Incorporar estos sectores a una movilización que expresamente combine democracia con equidad y desarrollo, tendría que verse como misión y proyecto principal de las dirigencias políticas constituidas como gobernantes. Una reflexión crítica y autocrítica de su papel en la cocina de ese cuasi estancamiento, que se extendiera a la gestión pública de la pandemia debería ser obligado punto de partida.

Lo mismo deberíamos esperar del gobierno del presidente López Obrador, hoy empecinado en visitar puntos de fuga aberrantes como las embestidas faltas de toda ética y legalidad contra el instituto electoral y sus consejeros, la prensa y algunos candidatos y gestores de causas cívicas, como hoy sucede con María Amparo Casar y quienes la acompañan en Mexicanos contra la Corrupción y la Impunidad.

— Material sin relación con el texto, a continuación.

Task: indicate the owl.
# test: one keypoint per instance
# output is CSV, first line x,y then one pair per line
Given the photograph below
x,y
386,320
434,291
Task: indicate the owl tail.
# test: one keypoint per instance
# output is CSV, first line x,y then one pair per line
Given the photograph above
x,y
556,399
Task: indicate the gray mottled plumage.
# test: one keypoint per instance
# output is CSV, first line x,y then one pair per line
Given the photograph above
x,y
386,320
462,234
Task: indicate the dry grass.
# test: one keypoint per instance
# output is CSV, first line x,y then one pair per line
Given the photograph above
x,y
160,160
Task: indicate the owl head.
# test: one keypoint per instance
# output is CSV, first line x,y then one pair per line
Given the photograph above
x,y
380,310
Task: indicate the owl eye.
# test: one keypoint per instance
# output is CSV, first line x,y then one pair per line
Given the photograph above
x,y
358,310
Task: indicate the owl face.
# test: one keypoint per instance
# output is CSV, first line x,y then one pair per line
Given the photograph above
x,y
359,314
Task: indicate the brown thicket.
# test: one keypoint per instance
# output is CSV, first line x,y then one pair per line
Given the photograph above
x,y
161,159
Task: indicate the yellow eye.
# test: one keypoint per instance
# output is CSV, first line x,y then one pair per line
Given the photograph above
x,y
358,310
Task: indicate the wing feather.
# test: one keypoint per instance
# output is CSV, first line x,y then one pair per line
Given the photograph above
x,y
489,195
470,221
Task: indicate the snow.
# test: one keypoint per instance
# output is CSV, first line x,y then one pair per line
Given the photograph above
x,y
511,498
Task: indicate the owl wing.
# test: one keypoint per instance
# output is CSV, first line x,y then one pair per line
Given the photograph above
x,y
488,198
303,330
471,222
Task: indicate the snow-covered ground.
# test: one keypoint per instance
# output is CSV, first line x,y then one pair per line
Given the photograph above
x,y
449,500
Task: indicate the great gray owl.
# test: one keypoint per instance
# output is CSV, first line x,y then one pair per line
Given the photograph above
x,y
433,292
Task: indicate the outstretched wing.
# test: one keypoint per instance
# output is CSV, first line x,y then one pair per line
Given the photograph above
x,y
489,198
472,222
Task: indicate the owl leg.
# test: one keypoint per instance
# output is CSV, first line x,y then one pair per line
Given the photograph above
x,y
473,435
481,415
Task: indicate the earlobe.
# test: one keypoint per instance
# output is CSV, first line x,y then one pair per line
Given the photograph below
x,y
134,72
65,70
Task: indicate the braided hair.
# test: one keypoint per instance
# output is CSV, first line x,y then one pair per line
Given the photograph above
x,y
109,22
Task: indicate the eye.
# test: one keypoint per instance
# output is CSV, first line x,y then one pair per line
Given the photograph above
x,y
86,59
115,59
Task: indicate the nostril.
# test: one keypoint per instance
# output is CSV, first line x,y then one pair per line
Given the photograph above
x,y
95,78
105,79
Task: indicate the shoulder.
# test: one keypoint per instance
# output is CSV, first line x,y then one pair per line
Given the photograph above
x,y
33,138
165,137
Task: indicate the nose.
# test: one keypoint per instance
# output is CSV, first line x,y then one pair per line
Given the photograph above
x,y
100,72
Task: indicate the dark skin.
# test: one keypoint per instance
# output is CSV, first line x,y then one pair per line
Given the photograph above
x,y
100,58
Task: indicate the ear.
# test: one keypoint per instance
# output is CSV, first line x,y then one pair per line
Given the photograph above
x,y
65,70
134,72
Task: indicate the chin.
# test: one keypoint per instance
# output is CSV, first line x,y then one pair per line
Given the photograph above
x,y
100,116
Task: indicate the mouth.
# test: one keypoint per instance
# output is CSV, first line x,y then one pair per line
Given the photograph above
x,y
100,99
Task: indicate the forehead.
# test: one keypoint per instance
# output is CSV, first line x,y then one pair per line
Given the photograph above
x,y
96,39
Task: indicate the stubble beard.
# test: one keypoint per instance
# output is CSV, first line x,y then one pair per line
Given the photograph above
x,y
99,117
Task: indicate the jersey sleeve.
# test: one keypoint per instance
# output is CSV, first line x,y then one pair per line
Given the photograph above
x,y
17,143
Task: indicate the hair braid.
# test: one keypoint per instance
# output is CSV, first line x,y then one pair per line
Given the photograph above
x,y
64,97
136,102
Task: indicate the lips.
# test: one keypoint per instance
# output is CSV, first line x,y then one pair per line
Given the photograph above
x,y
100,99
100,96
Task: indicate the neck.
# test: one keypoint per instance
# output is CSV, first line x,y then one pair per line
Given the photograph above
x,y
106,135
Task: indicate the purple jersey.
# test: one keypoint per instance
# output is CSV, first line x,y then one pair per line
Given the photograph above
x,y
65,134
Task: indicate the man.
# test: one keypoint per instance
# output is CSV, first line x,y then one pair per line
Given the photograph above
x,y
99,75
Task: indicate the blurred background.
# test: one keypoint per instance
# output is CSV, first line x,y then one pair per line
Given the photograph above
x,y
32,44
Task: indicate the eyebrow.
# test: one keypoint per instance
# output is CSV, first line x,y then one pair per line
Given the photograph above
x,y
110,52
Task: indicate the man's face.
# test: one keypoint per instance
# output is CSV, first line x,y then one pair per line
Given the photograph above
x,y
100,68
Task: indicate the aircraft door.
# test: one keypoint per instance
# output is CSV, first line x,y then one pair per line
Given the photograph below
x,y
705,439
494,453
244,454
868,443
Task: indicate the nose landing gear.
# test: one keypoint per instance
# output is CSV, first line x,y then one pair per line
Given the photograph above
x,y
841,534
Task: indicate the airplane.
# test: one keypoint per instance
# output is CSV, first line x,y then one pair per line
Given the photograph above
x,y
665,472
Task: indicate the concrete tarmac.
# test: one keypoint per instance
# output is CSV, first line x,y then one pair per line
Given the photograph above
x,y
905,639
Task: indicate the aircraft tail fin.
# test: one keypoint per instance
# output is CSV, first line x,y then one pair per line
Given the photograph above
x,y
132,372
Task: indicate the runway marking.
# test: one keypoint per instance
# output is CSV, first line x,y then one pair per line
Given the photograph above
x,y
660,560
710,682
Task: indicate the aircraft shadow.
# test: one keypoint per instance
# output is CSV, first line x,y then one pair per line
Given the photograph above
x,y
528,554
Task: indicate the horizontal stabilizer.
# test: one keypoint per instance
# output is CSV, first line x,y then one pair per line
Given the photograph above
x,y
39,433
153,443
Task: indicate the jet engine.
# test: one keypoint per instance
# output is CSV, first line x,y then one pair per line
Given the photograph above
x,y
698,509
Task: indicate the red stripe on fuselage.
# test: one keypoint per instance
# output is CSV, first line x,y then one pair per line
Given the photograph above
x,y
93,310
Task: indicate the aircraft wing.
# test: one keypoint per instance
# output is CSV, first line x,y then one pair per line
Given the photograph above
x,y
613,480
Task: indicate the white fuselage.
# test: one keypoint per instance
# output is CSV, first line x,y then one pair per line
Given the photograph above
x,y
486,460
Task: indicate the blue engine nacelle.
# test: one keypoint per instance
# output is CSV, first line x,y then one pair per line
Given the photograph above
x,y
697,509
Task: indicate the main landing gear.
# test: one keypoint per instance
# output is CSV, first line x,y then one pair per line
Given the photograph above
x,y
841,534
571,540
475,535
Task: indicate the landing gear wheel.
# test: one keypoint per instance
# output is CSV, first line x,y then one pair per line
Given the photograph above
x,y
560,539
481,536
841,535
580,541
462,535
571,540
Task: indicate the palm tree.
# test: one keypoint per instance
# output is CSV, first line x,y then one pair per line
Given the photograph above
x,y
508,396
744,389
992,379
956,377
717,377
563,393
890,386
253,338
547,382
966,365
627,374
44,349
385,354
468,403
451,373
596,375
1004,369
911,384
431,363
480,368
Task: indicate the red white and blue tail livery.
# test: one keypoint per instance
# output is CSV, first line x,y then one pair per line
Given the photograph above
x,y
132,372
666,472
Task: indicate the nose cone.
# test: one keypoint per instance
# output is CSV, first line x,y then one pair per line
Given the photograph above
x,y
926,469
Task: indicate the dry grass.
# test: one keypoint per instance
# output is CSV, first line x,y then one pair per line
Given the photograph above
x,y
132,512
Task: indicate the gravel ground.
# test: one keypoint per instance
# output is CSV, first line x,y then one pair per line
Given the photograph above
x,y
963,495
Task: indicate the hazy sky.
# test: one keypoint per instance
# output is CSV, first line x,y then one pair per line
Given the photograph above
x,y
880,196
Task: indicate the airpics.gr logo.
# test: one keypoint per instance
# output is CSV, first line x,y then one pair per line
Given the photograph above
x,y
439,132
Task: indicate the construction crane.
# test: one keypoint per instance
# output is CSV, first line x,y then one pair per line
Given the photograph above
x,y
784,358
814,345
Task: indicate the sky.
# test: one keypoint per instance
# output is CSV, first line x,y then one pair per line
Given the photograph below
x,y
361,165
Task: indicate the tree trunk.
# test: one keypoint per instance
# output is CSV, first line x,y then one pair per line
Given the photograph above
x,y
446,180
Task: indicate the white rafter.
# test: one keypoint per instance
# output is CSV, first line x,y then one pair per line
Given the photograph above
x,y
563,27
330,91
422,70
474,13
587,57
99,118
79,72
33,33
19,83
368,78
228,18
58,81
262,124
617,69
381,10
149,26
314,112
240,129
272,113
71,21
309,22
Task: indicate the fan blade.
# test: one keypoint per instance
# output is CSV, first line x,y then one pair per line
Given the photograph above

Recuperar prudencia es obligado para un sendero de reconstrucción nacional, tan necesario como vital tras largos años de mal crecimiento y peor distribución y ahora magnificados por la pandemia y su cauda destructiva del empleo y la actividad productiva. Esto implica un magno ejercicio de la voluntad, junto con esfuerzos serios por incorporar a los sectores medios a tareas nacionales que, de encontrar buen rumbo y ritmo, también podrían ser tareas populares consistentes y sostenibles.

Ninguno de los atributos mencionados, caerá del cielo o emergerá como milagro del subsuelo. México requiere de participación social imaginativa, solidaria y comprometida, apoyada en vínculos renovados del gobierno con la sociedad; aceitar relaciones de respeto y corresponsabilidad de y entre los poderes, para traducir a políticas y decisiones de Estado la autoridad y los acuerdos alcanzados.

“Conciliar a todos los hombres –decía el joven legislador Mariano Otero ante el Congreso– reunir a todos los partidos, sofocar el germen de todas las facciones, reconocer todos los intereses, dar garantía a todas las clases, atender un gran interés: el de la nación”.